I certificati bianchi

certificatiBianchi.jpg​I Certificati Bianchi (CB) o Titoli di Efficienza Energetica (TEE), sono titoli emessi dal Gestore del Mercato Elettrico (GME) a fronte di risparmi energetici verificati e certificati dal Gestore dei Servizi Energetici.

Il meccanismo dei Certificati Bianchi prevede l'obbligo per i distributori di energia elettrica e di gas naturale di raggiungere gli obiettivi annuali di risparmio energetico fissati dai Decreti Ministeriali 20 luglio 2004, dal Decreto Ministeriale 21 dicembre 2007 e dal Decreto Ministeriale 28 dicembre 2012.

Gli obiettivi sono espressi in tonnellate equivalenti di petrolio risparmiate (Tep) e ogni Certificato Bianco certifica il conseguimento di un risparmio di energia primaria pari a un Tep, equivalente a circa 5,3 MWh elettrici e circa 1.200 Nm3 di gas naturale.

Il meccanismo dei certificati bianchi

Si tratta di un complesso meccanismo che prevede "obblighi" a carico dei distributori di energia elettrica e gas naturale, combinati con "benefici" offerti a soggetti che realizzano gli interventi di riduzione e miglioramento di energia negli usi finali.

​Soggetti volontari

​​​Soggetti che realizzano interventi di efficienza energetica (certi e misurabili) e ai quali viene rilasciato un ammontare di Certificati Bianchi pari al risparmio di energia realizzato (un Certificato per ogni Tep risparmiato).
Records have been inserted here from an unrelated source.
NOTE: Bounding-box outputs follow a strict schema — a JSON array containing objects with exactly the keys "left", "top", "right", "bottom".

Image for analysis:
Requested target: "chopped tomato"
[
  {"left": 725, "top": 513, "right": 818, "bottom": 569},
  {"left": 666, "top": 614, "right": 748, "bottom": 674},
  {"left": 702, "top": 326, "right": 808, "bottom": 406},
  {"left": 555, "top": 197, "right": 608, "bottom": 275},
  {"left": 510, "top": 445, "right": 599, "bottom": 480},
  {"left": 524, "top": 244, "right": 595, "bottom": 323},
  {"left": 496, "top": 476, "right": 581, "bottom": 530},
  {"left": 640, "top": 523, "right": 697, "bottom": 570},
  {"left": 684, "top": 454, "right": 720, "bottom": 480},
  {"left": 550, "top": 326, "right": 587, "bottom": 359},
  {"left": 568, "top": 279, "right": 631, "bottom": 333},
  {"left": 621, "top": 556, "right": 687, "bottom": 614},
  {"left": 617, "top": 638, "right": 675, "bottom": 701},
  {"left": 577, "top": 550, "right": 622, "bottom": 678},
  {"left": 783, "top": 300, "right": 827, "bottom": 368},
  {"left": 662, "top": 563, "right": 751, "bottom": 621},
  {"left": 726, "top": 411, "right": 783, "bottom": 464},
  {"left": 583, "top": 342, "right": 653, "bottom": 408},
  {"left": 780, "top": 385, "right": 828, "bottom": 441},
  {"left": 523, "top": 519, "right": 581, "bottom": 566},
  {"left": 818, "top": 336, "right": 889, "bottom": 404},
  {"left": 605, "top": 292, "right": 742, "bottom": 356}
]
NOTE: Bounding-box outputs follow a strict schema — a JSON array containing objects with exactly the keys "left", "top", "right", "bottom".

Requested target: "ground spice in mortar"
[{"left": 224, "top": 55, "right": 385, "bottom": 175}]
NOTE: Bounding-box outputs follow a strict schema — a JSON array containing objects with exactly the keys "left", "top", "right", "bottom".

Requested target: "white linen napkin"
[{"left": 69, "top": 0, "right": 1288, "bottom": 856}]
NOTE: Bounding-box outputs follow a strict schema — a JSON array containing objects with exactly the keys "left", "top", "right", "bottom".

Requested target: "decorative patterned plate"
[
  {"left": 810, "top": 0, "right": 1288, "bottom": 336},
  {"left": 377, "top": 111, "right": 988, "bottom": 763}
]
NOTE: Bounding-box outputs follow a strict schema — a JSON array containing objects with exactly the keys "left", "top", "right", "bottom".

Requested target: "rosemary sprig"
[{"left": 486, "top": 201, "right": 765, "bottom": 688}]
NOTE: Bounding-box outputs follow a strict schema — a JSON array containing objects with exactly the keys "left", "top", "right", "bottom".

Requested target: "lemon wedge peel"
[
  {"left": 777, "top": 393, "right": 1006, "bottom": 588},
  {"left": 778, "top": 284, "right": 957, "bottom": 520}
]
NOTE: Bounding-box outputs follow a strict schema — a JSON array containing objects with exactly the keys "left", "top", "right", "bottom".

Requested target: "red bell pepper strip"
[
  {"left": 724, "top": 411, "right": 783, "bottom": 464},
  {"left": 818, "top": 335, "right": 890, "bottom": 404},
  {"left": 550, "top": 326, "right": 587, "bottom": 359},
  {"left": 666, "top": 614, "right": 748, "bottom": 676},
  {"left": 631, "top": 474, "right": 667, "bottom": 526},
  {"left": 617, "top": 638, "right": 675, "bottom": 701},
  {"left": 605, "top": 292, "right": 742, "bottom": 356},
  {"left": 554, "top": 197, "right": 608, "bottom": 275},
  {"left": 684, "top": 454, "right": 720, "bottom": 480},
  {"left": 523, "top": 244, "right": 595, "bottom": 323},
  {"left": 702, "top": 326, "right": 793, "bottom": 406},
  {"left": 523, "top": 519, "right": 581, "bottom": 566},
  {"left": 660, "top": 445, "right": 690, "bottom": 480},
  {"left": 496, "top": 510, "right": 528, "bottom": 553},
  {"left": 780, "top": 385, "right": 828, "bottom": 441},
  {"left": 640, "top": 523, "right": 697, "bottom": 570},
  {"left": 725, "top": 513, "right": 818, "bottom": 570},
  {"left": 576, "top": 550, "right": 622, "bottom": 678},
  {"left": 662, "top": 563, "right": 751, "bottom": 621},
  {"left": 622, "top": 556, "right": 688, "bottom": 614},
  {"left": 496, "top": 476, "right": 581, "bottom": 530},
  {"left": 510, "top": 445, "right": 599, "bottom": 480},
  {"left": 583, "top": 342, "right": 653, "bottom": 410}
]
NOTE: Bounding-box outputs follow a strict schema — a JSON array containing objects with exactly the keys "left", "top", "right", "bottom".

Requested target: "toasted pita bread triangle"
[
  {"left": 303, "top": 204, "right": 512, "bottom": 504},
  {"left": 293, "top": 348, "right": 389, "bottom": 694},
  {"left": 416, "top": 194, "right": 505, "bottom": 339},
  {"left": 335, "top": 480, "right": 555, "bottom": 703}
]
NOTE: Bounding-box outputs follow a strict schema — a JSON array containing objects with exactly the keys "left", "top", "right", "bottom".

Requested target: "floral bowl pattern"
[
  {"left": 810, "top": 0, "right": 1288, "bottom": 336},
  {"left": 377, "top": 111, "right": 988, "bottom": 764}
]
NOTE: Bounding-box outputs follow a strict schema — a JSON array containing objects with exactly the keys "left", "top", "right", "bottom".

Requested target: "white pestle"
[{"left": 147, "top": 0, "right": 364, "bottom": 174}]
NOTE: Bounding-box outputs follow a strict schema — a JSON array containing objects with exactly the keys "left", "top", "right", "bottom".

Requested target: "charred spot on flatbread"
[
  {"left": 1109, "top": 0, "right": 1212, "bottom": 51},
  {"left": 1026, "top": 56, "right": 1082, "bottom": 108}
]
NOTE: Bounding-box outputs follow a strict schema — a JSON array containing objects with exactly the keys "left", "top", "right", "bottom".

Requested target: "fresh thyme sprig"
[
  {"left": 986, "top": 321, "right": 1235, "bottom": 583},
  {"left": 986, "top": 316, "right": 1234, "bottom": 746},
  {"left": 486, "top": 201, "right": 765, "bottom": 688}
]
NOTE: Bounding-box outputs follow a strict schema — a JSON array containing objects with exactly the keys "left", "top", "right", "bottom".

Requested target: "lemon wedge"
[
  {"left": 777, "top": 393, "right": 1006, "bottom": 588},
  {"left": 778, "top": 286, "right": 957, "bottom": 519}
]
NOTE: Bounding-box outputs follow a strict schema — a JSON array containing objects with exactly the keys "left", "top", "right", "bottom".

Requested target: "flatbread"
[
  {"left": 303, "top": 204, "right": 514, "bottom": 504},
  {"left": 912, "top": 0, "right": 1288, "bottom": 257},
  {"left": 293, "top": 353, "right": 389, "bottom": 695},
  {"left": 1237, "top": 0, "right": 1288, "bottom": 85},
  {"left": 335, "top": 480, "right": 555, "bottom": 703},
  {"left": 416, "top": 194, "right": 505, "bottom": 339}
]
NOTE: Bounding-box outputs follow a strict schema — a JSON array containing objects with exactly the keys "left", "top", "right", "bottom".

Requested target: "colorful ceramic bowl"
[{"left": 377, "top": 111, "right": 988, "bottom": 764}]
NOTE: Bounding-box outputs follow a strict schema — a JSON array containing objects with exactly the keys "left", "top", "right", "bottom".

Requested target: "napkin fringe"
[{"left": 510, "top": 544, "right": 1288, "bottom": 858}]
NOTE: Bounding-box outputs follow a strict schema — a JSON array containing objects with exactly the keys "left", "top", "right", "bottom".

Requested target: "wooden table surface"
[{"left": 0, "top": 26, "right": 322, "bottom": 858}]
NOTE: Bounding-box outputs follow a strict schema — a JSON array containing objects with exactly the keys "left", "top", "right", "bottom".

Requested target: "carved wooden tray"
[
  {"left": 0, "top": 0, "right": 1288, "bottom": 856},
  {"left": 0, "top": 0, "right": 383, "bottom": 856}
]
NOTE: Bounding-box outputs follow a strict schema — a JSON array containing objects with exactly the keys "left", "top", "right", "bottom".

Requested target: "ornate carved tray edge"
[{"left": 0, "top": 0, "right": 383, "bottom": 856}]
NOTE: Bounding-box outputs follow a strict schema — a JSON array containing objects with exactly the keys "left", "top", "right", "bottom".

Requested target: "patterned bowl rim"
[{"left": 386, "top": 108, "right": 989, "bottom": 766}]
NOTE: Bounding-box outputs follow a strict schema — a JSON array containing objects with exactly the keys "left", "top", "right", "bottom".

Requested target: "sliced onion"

Sono le imprese di distribuzione dell'energia elettrica e gas naturale non soggette all'obbligo(con un numero di clienti finali non superiore a 50.000), i soggetti con Energy Manager , come definiti dalla legge n. 10/91 (soggetti industriali che consumano oltre 10.000 tep/anno e terziario e pubbliche amministrazioni con oltre 1.000 tep/anno di consumi) ,le Energy Service Company (ESCo) e le società che provvedono alla nomina dell'Energy Manager su base volontaria o che si dotino di un sistema di gestione dell'energia certificato in conformità alla norma ISO 50001.

 

​Soggetti obbligati

Distributori di energia elettrica e gas con oltre 50.000 clienti finali che hanno l'obbligo di risparmiare una ben definita quota di energia. Essi possono provvedere direttamente a effettuare interventi di efficienza energetica, ottenendo il riconoscimento dei corrispondenti Certificati Bianchi, ovvero acquistare i Certificati Bianchi dai soggetti volontari che ne siano titolari.La rimanente quota di Certificati Bianchi necessaria al raggiungimento degli obblighi può essere acquistata ricorrendo al mercato organizzato o alla stipula di contratti bilaterali.​​​

 

Valutazione dei risparmi 

Per valutare i risparmi conseguiti grazie agli interventi di efficienza energetica e ottenere i Certificati Bianchi esistono diversi metodi ( standardizzato, analitico, a consuntivo).
L'iniziativa di e-distribuzione prevede l'utilizzo del metodo standardizzato, individuato dalle relative schede tecniche disponibili sul sito del GSE, che permette una quantificazione dei risparmi ottenuti dall'intervento, senza necessità di misurazioni puntuali, sulla base di una serie di parametri variabili per ciascun intervento.

Per poter sottoporre un progetto al GSE per la certificazione e il rilascio dei relativi Certificati Bianchi è necessario raggiungere una dimensione minima che varia in relazione al metodo di valutazione utilizzato. Per l'iniziativa di e-distribuzione tale dimensione è pari a 20 Tep ed è raggiungibile aggregando interventi realizzati da diversi soggetti nell'ambito della stessa iniziativa.